Realize that the Universe, quantum flux, God-- whatever you believe is responsible for all of this-- will continue to test us for as long as we live. This process will never end, nor will it necessarily get easier. Every instant is change. But in order to keep moving forward, you have to accept what is happening. You have to feel it-- every aspect of it, without censoring or denying or moving away-- in order to really understand it. Often, truly understanding it leads you to realize its insignificance in the greater picture.

Identifying the Causes

Sometimes what you think is the cause of all your anxiety or emotion is in fact entirely unrelated. A good example of this is the loneliness one sometimes (depending, of course, on the individual) feels if their lover/partner, best friend, or anyone they are accustomed to being around, is absent. It often appears that only the restoration of that single person will alleviate the situation-- when there is frequently a far subtler message in addition. In my case, this situation resolved itself as my own desire to never generate feelings of abandonment in others-- to ensure that people who cared about me did not feel the way I currently did. Essentially, what I thought was directly related to a specific person-- an external unknown-- was in fact a way for my own psychic “needs” to be made visible. Once I understood this desire, I still anxiously awaited the person’s return, but understood that I could now directly address a deeper psychological need by interacting with other friends/family in a meaningful way. It didn’t replace what was happening, but it allowed me to grow.

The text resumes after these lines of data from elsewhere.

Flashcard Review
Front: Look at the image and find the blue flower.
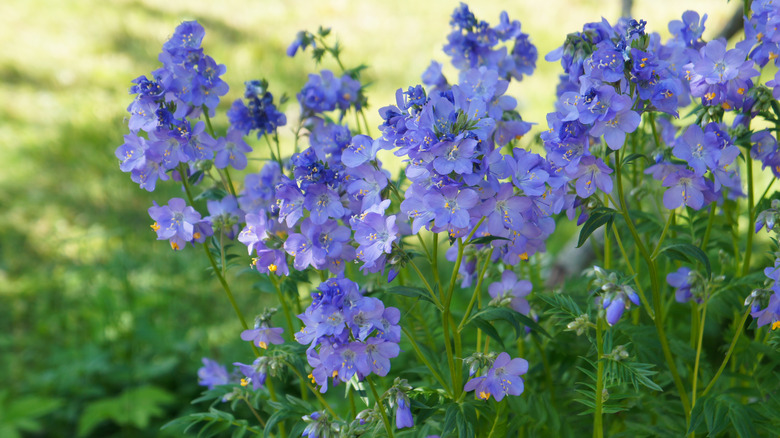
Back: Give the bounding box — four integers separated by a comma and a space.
463, 352, 528, 401
149, 198, 200, 250
198, 357, 230, 389
395, 391, 414, 429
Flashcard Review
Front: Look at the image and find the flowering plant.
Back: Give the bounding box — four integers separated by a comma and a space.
116, 0, 780, 438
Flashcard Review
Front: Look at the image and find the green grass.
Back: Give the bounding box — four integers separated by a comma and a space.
0, 0, 727, 436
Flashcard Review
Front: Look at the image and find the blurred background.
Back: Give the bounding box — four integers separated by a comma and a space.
0, 0, 741, 438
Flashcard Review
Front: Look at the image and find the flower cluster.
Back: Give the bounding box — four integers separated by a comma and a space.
376, 5, 563, 274
463, 353, 528, 401
229, 80, 287, 140
116, 21, 232, 191
542, 11, 758, 216
592, 266, 640, 325
442, 3, 537, 80
295, 278, 401, 392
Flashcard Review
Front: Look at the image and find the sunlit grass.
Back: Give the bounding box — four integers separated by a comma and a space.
0, 0, 732, 436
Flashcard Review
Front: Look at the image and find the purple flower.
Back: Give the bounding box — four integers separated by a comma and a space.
395, 391, 414, 429
198, 357, 230, 389
672, 125, 721, 176
463, 352, 528, 401
484, 183, 532, 236
423, 186, 479, 228
488, 270, 532, 315
358, 337, 401, 376
666, 266, 693, 303
661, 169, 707, 210
590, 95, 642, 150
341, 134, 380, 167
432, 138, 477, 175
574, 155, 612, 198
149, 198, 200, 250
238, 211, 269, 254
233, 356, 268, 391
205, 195, 244, 240
284, 219, 318, 271
750, 290, 780, 330
603, 285, 640, 325
353, 212, 400, 268
241, 324, 284, 349
214, 129, 252, 170
304, 184, 347, 225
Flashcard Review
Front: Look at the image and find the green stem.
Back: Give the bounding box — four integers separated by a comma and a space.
532, 336, 555, 407
612, 222, 655, 319
701, 306, 750, 397
650, 211, 672, 260
416, 233, 433, 261
263, 134, 284, 173
701, 202, 717, 252
284, 361, 339, 419
691, 299, 710, 409
268, 274, 309, 400
266, 378, 287, 438
269, 274, 295, 336
360, 108, 371, 137
430, 233, 444, 301
488, 402, 504, 438
409, 252, 444, 309
604, 195, 612, 269
241, 397, 265, 429
366, 376, 393, 438
742, 153, 756, 276
648, 111, 661, 149
615, 150, 691, 418
458, 247, 493, 333
753, 178, 777, 210
593, 317, 604, 438
401, 326, 452, 395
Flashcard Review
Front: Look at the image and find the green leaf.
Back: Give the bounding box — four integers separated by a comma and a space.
577, 207, 617, 248
469, 307, 550, 338
601, 357, 663, 392
536, 293, 582, 318
661, 242, 712, 278
187, 170, 203, 184
464, 236, 511, 246
729, 403, 756, 438
78, 385, 175, 436
386, 286, 433, 303
471, 318, 506, 349
623, 154, 650, 165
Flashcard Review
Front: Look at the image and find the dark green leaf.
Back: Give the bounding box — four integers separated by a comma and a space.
661, 242, 712, 278
471, 318, 506, 349
469, 307, 550, 338
623, 154, 650, 165
464, 236, 510, 246
729, 403, 756, 438
386, 286, 433, 303
577, 207, 616, 248
187, 170, 203, 184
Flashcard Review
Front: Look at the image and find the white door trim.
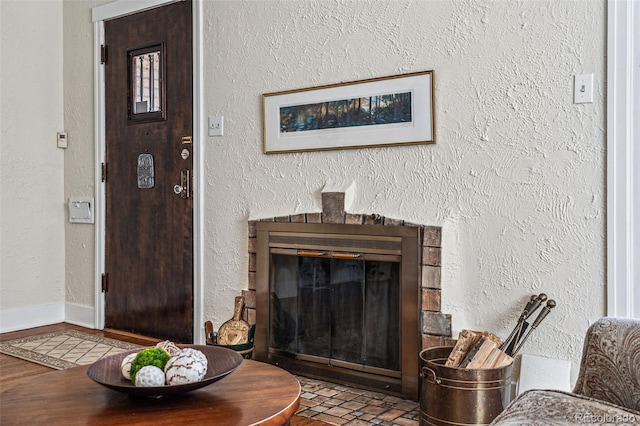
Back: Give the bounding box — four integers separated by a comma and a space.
91, 0, 205, 344
607, 0, 640, 318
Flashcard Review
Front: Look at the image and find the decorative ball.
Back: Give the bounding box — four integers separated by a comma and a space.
120, 352, 138, 380
156, 340, 182, 356
136, 365, 165, 387
164, 348, 207, 385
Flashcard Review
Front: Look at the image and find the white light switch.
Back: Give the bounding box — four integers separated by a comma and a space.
573, 74, 593, 104
57, 132, 67, 149
209, 115, 224, 136
69, 197, 94, 223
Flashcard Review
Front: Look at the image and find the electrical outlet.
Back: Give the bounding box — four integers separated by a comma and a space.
209, 115, 224, 136
573, 74, 593, 104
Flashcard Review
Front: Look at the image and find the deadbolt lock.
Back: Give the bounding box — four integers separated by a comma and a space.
173, 169, 191, 198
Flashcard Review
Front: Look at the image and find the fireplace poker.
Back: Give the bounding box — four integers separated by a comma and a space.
511, 299, 556, 357
500, 293, 547, 355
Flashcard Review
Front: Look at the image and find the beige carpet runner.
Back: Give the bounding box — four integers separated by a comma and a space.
0, 330, 140, 370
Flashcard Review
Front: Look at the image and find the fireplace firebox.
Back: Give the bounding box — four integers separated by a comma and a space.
255, 222, 422, 399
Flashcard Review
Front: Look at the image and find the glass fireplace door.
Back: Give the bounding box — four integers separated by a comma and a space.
269, 249, 400, 371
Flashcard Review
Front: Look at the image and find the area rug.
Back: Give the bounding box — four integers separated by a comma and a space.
0, 330, 140, 370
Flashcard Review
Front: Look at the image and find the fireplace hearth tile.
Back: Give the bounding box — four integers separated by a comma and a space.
296, 376, 420, 426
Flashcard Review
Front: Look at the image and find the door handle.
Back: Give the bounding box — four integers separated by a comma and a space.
173, 169, 191, 198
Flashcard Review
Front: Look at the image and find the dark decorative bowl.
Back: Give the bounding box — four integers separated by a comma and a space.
87, 345, 243, 396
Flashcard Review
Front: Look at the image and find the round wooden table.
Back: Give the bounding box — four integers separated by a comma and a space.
0, 360, 300, 426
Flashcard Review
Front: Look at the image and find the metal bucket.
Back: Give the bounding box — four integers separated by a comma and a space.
420, 346, 512, 426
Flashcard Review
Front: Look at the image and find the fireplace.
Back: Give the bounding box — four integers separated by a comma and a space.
256, 222, 420, 395
243, 193, 455, 400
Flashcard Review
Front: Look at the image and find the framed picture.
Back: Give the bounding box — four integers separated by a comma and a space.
262, 71, 435, 154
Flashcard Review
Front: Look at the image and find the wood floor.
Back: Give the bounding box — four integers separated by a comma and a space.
0, 323, 328, 426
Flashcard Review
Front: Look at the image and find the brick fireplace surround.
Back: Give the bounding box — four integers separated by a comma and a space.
242, 192, 455, 394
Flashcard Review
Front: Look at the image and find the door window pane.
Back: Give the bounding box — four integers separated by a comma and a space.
129, 45, 164, 120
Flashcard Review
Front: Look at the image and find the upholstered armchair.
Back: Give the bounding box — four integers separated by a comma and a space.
491, 318, 640, 426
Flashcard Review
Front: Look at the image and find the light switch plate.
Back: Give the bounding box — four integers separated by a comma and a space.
57, 132, 67, 149
69, 197, 95, 223
573, 74, 593, 104
209, 115, 224, 136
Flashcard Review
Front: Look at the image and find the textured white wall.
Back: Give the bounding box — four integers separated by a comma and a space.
64, 0, 606, 375
204, 1, 605, 380
0, 0, 66, 312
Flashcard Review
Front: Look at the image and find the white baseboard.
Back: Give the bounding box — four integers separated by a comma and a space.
0, 303, 95, 333
64, 303, 95, 328
0, 303, 65, 333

All of our avoidance is rooted in fear-- fear of change, fear of failure, fear of loss. It’s human nature, for better or worse, to fear. It’s also human nature to overcome fear. And the more intensely you can feel into what upsets you, the more you can be sure that you are conquering its challenge. Not only is there a lesson to be learned in virtually any moment, but until you actually do the learning, you will continue to feel confused/angry/sad/etc. As a result, you will continue to face obstacles that seem insurmountable, people who seem impossible to deal with, situations that distress you, repeated incidents of “the worst that could happen”, and with it all, tremendous levels of good old stress.

Love wants to come through you most in the ways you want to express the least. Otherwise, you would already be living utterly spontaneously, gifting the world through your true purpose, while always letting go as unfettered openness.
- David Deida

Take this moment of fear or sadness or anger to dig deeper-- to feel into the core of your experience-- and find something new in what is churning there. No matter how awful it seems right now, remind yourself that even this will end-- to become nothing more than a memory, foggy and surreal, like a luminous wisp of childhood. Until you resolve it, it will keep beating you over the head in some form or another-- so just this once, take it head-on. Why not grow? Why not evolve?

This is the greatest moment of your life, and you’re off somewhere missing it.